The Russian leader said in a television interview to be broadcast later Saturday that the soldiers sent to Crimea would soon receive medals.
He also said he believed relations with the West could be normalised -- but that "does not only depend on us. It depends on our partners."
In a sign of the current prickly relationship with the West, Kremlin spokesman Dmitry Peskov late Friday told Russian television that US threats of more sanctions on Moscow were "absolutely unacceptable" and "one cannot treat Russia like it is a shameful student".
"Our Western colleagues are trying to push responsibility towards our side.

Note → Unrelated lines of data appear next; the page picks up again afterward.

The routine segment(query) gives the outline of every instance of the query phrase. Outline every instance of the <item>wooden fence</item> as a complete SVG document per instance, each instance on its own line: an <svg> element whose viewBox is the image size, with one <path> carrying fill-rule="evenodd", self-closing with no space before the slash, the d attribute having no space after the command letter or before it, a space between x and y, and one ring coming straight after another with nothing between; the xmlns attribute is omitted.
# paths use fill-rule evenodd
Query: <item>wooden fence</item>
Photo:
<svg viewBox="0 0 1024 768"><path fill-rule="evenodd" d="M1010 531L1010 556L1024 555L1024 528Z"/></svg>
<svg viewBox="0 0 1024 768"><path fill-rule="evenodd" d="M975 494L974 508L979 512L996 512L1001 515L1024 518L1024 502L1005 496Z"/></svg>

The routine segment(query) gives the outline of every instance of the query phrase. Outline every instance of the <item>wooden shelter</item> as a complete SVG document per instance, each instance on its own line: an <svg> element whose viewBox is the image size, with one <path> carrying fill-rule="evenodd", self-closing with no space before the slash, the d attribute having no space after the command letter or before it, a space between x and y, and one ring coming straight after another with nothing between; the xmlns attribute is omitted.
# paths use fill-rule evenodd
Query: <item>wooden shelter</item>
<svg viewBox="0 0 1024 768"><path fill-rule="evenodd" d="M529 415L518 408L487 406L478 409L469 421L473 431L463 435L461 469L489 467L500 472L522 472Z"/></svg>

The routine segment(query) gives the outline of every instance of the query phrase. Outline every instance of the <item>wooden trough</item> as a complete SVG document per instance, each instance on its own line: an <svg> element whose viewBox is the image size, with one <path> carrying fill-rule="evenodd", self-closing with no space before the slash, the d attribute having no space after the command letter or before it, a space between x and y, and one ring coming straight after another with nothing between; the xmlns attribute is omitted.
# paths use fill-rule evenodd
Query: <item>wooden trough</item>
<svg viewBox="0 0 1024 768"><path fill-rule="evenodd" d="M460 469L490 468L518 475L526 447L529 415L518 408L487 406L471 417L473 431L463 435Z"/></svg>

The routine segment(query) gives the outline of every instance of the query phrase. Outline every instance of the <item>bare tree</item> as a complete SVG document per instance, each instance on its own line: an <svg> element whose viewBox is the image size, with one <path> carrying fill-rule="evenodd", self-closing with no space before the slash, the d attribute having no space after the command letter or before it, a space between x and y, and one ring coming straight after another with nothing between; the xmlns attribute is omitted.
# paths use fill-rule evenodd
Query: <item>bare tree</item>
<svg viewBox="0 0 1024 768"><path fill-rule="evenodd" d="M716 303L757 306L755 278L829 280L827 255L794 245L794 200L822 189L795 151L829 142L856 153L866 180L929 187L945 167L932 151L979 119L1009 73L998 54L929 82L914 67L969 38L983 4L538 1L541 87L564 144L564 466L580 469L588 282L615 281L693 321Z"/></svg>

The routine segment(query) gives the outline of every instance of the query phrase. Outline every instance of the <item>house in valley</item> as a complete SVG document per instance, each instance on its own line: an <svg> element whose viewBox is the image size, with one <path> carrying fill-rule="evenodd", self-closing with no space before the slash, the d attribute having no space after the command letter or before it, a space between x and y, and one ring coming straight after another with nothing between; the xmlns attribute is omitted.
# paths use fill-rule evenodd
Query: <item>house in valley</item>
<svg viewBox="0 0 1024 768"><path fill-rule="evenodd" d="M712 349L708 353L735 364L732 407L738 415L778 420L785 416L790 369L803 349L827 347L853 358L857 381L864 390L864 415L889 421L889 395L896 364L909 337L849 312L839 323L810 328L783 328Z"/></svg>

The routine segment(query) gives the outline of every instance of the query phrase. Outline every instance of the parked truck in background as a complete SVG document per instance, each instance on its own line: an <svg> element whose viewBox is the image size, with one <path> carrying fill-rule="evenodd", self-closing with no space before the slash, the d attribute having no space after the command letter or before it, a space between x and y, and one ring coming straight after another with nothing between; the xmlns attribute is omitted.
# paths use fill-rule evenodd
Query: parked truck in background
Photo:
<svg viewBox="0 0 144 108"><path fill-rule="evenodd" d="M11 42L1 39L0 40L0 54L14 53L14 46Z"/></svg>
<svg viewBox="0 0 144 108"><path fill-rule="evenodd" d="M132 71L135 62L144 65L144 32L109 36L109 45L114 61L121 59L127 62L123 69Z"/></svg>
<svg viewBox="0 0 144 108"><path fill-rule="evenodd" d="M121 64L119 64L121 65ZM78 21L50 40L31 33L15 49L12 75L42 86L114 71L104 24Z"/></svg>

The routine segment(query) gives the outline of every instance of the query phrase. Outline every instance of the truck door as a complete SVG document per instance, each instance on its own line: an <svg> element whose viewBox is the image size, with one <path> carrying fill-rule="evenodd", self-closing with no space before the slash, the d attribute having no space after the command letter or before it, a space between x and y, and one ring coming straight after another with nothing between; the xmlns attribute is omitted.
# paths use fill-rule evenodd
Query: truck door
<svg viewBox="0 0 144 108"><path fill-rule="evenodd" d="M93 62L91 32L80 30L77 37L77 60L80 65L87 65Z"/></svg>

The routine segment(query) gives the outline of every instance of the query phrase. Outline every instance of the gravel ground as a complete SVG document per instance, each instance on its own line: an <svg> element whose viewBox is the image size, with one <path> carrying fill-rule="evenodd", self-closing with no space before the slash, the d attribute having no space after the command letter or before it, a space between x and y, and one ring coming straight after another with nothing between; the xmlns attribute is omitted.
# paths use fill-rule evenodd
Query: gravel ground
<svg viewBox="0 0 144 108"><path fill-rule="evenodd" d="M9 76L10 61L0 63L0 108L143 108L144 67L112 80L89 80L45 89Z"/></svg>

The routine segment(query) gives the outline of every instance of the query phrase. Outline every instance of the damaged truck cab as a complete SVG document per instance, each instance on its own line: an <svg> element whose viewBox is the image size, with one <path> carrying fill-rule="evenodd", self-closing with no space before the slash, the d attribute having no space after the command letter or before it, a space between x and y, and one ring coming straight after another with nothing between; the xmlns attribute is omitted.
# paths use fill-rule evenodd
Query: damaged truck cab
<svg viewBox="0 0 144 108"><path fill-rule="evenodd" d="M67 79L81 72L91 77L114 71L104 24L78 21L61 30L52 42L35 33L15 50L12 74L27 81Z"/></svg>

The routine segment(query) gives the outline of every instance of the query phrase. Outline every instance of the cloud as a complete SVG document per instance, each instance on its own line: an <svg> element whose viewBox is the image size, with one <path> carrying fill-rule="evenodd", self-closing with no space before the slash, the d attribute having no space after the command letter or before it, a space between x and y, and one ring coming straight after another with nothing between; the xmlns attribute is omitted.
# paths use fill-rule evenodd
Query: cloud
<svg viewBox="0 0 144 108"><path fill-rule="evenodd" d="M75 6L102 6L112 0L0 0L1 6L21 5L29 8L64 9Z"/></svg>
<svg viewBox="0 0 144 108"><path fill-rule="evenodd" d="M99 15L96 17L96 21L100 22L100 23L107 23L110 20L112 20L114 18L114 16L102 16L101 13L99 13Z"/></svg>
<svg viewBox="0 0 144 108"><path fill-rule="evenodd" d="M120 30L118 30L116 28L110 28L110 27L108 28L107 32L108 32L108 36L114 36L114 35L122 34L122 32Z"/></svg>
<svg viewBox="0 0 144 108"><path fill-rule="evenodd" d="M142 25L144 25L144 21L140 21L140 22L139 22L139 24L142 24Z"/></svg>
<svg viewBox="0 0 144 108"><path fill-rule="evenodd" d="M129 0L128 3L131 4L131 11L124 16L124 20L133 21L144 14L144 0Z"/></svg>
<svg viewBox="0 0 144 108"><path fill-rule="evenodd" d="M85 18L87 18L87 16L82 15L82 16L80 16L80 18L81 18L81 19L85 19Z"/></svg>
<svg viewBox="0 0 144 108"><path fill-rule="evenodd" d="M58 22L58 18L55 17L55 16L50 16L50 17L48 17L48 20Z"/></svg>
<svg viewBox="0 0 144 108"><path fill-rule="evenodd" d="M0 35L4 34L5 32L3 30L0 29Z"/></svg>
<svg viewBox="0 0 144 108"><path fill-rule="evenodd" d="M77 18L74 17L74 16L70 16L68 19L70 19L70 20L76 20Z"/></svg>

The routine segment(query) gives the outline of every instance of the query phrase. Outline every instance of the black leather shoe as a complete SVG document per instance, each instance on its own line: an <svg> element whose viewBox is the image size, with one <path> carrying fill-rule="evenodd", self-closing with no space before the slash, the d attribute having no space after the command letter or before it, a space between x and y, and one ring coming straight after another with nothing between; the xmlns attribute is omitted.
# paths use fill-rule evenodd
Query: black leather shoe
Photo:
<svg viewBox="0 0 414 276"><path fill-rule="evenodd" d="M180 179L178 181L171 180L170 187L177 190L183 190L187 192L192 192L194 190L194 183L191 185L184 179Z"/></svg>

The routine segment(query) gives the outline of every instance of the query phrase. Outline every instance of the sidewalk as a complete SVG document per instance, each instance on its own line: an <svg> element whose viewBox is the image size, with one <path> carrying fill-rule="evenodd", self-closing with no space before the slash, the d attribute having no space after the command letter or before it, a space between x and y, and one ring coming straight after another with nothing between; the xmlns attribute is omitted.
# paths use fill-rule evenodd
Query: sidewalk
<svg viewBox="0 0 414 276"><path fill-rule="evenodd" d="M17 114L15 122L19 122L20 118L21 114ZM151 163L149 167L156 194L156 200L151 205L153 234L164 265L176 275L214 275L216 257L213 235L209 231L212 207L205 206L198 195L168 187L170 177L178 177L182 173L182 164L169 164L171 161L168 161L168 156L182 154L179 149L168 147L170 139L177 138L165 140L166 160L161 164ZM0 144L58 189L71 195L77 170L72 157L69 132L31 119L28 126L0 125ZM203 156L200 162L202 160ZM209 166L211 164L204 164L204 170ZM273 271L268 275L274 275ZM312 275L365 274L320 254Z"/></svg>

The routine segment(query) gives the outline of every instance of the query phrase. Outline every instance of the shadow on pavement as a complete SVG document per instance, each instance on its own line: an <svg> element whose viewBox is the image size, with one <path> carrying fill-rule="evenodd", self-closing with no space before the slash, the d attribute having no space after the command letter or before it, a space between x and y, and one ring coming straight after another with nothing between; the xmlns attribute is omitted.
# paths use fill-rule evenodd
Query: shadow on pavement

But it must be underlined: it is a collective responsibility," he said.
He also pointedly declared that there are Russian troops "close to the Ukrainian border".
"Some are based there, others have been sent as reinforcements due to the situation in Ukraine," he added.
- US vice-president visit -
The comments appeared to be a warning that the situation could quickly degrade if Moscow were punished for a failed implementation of the accord.
NATO believes Russia has around 40,000 troops positioned on its border with Ukraine, in a state of readiness for an invasion.
Putin has asserted he has a "right" to send his army into Ukraine, but that he "very much hoped" he would not have to.
Although the United States has not given a deadline for compliance with the Geneva deal, US Vice President Joe Biden is due to visit Kiev on Tuesday.
He will be meeting leaders who have taken charge since the February ouster of pro-Kremlin former president Viktor Yanukovych, after months of massive and bloody street protests.
Russia refuses to see the new Kiev government as legitimate, and the turmoil in Ukraine's east could prove an obstacle to a planned May 25 presidential election.
On Friday, one of the separatist leaders in the self-declared Donetsk Republic, Denis Pushilin, said he agreed occupied buildings should be vacated -- but only if the leaders in Kiev first leave the buildings "that they are occupying illegally since their coup d'etat" in February.
Yulia Tymoshenko, a former prime minister who is a leading candidate for next month's presidential election, said she held talks with the Donetsk separatists on Friday that left her convinced that "compromise is possible".
In a concession to the Russian-speaking militants, Ukrainian Prime Minister Arseniy Yatsenyuk on Friday pledged safeguards for the Russian language and a broad decentralisation of power.
Ukraine's Foreign Minister Andriy Deshchytsya also suggested the authorities would hold off temporarily from any further military action on the ground to give the agreement time to take effect.
"If this does not begin in the next few days then I think after Easter there will be more concrete actions," Deshchytsya told journalists. Easter in Orthodox Ukraine ends on Monday.
Ukraine's military has so far proven woefully inept in its efforts to dislodge the separatists. On Friday, in a rare success, the army said it had recovered two of six armoured vehicles captured by rebels during a disastrous military operation earlier in the week.